The persecution of believers in India is intensifying as Hindu extremists aim to cleanse the country of Christian presence and influence. The driving force behind this is Hindutva, an ideology that disregards Indian Christians and other religious minorities as true Indians because they have allegiances that lie outside India. This is leading to a systemic, and often violent and carefully orchestrated, targeting of Christians and other religious minorities, including use of social media to spread disinformation and stir up hatred.

The COVID-19 pandemic has offered a new weapon to persecutors. In some areas, Christians have been deliberately overlooked in the local distribution of government aid and have even been accused of spreading the virus.

Amidst increasing persecution, the faith and resolve of believers continues to strengthen. One Christian said, “The Bible warns us we will face persecution, so we are prepared for any situation.”

Praying with the persecuted

Hebrews 13:3 gives a visceral exhortation to pray for the persecuted: “Remember those in prison as if you were together with them in prison, and those who are mistreated as if you yourselves were suffering.”

Please remember the millions of people around the world who are not free to worship. In your prayer time this week, ask God to grant the following to our brothers and sisters behind bars and those who live in constant threat of persecution for their belief and trust in Jesus.

Peace.

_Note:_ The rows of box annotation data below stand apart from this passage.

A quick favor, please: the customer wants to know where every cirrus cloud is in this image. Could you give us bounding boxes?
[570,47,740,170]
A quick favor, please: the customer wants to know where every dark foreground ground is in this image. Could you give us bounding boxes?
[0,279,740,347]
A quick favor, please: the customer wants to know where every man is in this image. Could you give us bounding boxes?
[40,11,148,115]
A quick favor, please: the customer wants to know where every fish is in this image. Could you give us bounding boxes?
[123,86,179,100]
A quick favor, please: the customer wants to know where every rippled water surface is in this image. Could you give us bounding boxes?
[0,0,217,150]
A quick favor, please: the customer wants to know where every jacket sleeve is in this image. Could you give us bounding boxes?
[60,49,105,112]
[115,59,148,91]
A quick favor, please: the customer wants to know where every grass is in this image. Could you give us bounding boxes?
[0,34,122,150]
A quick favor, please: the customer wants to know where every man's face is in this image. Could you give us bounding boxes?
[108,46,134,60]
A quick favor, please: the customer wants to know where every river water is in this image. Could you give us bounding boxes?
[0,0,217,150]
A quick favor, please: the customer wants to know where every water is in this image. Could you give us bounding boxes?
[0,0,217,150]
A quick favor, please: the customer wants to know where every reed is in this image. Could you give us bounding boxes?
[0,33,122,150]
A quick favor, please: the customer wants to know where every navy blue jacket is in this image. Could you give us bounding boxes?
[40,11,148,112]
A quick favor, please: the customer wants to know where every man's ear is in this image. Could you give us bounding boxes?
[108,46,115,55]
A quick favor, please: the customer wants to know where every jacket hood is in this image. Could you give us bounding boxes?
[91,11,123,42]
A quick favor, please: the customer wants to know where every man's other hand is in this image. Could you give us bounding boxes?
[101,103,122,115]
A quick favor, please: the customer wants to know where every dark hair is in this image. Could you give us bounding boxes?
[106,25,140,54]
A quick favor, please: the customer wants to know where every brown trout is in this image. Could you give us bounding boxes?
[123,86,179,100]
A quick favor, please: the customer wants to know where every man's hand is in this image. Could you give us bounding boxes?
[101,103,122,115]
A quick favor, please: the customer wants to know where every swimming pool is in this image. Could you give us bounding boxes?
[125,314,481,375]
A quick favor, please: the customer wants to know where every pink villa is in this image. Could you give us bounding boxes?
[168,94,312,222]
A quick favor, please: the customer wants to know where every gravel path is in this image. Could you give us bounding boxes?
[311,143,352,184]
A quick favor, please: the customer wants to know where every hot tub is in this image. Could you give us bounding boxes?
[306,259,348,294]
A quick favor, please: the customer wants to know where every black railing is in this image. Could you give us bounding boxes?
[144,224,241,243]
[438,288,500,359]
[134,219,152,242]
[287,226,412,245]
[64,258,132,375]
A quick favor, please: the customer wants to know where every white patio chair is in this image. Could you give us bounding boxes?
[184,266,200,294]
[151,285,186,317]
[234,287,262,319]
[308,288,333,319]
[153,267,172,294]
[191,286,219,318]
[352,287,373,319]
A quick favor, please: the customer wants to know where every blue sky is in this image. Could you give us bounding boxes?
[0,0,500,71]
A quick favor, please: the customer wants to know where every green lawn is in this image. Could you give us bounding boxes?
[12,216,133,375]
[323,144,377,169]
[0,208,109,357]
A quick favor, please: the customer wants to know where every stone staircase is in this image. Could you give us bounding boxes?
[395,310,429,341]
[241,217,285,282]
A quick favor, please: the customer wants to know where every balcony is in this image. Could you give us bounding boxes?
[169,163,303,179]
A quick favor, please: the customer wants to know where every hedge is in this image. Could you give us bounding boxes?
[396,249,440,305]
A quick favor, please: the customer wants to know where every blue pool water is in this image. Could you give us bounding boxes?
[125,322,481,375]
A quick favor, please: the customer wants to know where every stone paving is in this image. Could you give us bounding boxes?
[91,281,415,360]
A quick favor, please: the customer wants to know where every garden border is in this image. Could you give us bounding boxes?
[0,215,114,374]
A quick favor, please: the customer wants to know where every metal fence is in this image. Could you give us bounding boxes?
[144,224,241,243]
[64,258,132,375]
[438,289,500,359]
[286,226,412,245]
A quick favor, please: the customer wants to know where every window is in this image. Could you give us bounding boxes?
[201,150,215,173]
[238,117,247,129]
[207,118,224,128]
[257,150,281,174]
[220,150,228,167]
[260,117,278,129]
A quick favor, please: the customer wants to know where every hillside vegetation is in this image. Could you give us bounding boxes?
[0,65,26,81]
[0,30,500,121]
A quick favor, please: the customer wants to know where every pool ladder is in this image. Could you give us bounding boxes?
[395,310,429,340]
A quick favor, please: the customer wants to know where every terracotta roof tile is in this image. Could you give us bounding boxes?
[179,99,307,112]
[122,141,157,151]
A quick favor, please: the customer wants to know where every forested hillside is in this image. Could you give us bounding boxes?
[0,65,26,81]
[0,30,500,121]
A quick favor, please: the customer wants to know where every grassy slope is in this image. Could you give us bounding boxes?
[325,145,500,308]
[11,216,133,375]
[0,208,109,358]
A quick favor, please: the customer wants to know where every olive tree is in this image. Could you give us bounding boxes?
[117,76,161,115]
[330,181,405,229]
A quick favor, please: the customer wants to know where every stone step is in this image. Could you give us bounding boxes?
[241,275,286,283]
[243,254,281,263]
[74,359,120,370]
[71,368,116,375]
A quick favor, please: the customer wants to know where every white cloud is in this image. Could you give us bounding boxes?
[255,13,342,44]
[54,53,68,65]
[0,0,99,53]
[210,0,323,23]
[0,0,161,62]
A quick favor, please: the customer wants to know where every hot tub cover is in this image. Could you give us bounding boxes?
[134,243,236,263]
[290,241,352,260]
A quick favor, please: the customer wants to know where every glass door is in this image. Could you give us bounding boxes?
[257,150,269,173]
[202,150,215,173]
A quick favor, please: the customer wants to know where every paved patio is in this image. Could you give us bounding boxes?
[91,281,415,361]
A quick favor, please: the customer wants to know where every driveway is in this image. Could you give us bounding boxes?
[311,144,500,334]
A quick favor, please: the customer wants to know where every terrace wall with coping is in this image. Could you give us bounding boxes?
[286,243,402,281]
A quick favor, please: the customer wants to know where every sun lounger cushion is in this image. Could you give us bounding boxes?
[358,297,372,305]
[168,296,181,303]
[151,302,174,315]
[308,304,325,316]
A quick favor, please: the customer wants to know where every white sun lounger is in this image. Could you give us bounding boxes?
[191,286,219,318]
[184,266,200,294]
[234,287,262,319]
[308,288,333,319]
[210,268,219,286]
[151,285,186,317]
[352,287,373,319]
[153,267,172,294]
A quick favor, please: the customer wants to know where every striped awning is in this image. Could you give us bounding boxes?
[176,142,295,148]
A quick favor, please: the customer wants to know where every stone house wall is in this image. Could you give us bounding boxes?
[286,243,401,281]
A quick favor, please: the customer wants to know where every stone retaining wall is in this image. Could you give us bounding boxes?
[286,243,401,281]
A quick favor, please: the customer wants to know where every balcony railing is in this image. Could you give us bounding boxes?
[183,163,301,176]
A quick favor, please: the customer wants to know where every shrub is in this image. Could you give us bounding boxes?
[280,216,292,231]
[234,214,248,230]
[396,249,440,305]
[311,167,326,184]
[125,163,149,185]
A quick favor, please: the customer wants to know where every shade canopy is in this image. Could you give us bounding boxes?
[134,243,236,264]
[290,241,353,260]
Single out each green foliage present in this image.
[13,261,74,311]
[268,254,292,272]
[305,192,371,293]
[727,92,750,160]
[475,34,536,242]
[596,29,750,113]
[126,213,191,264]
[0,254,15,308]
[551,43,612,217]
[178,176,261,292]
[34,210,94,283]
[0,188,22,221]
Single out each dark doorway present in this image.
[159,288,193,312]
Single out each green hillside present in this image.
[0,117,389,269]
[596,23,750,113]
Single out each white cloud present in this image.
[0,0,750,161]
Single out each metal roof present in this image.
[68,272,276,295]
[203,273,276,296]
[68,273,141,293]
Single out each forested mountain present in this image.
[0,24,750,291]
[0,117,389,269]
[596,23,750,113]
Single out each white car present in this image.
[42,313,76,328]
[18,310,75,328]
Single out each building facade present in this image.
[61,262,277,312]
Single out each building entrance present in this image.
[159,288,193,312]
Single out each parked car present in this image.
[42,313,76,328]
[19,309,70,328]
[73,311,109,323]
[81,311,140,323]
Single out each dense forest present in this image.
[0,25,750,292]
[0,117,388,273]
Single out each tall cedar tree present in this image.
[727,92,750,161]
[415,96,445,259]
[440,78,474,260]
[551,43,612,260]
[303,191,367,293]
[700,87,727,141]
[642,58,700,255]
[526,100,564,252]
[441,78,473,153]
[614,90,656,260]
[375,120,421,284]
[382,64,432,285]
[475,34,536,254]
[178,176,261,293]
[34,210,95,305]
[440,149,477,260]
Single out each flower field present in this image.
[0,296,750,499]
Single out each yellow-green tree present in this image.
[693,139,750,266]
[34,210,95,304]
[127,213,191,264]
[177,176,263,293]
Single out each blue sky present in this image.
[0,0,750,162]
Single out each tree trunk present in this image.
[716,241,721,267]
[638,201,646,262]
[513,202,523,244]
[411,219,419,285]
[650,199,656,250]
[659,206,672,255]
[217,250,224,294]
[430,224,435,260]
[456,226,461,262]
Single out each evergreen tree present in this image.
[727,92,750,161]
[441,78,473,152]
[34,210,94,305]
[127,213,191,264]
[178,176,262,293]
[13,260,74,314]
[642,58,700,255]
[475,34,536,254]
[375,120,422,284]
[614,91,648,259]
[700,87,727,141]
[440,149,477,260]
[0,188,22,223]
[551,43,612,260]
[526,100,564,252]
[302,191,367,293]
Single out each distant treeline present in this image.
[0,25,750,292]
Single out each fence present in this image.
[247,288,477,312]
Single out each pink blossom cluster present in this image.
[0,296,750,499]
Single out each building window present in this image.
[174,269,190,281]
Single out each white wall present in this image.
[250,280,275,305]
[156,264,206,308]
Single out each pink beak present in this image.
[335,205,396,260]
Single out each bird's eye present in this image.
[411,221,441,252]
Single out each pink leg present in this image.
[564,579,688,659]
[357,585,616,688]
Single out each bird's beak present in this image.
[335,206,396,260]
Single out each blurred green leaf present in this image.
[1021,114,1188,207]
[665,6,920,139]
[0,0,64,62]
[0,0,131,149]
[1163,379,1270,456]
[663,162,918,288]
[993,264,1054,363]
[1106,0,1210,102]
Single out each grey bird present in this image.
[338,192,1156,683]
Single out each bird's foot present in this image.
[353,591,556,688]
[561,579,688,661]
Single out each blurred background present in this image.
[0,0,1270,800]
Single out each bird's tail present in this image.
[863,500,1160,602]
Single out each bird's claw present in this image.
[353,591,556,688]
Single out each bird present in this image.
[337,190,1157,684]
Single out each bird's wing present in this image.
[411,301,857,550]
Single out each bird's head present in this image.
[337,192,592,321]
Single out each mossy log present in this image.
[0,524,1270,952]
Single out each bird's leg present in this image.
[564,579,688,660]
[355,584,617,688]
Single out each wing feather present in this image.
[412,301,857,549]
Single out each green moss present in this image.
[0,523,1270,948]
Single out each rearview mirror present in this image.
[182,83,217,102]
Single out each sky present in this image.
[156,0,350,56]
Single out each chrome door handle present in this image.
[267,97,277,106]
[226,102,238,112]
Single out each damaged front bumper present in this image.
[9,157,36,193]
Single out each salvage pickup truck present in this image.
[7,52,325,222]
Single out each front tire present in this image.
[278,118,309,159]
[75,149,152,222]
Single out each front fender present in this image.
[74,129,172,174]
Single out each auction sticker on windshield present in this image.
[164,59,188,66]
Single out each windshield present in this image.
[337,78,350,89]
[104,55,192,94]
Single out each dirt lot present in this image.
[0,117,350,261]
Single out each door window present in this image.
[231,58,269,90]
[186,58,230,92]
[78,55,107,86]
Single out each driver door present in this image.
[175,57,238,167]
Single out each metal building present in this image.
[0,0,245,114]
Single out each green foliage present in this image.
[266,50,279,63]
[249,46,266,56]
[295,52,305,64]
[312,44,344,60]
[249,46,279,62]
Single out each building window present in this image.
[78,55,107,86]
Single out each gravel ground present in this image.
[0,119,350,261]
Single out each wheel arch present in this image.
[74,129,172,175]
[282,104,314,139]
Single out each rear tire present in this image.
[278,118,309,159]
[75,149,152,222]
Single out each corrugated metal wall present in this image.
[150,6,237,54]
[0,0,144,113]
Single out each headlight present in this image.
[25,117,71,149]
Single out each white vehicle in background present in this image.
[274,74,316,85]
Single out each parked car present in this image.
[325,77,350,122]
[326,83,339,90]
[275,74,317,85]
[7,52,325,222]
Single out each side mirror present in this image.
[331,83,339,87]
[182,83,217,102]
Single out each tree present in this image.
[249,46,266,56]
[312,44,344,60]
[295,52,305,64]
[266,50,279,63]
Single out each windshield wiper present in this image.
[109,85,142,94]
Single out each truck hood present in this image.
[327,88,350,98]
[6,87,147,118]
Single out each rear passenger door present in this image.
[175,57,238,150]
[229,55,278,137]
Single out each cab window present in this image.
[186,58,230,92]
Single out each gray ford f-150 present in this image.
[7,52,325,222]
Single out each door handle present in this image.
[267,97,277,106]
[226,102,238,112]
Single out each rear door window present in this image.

In the chaos and brutality of prison and persecution, Christians need God’s transcendent peace. Ask the Lord to give His children “the peace of God, which surpasses all understanding” (Phil. 4:7).

Endurance. Ask God to give Christians the endurance they need to keep praying and witnessing to others. Pray especially for those in prison. Time there is often exhausting, and it’s easy to give in to despair. Pray that the Holy Spirit would give prisoners strength to carry on.

Forgiveness. Christians persecuted for their faith are often abused, tortured, starved and mistreated. Pray that God would give them heavenly eyes to see their captors as humans in need of God’s love. Ask God to give believers, especially those in prison, supernatural capacity for forgiveness.

Boldness. Ask God to give Christians boldness to share the gospel and for prisoners, the courage to find ways to witness to their neighbors and cellmates. Even the smallest acts can lead others to Christ, especially when they know they need something to cling to. Pray that God would grant Christians words to speak and show them deeds to do.

Liberation. Pray that God would break the chains of prisoners and those who aren’t free to practice and share their faith without threat. Ask Him for justice for His children–that their churches and Bible could be freely opened, that the cases of prisoners would be resolved, charges dismissed, cell doors opened, and hearts set free.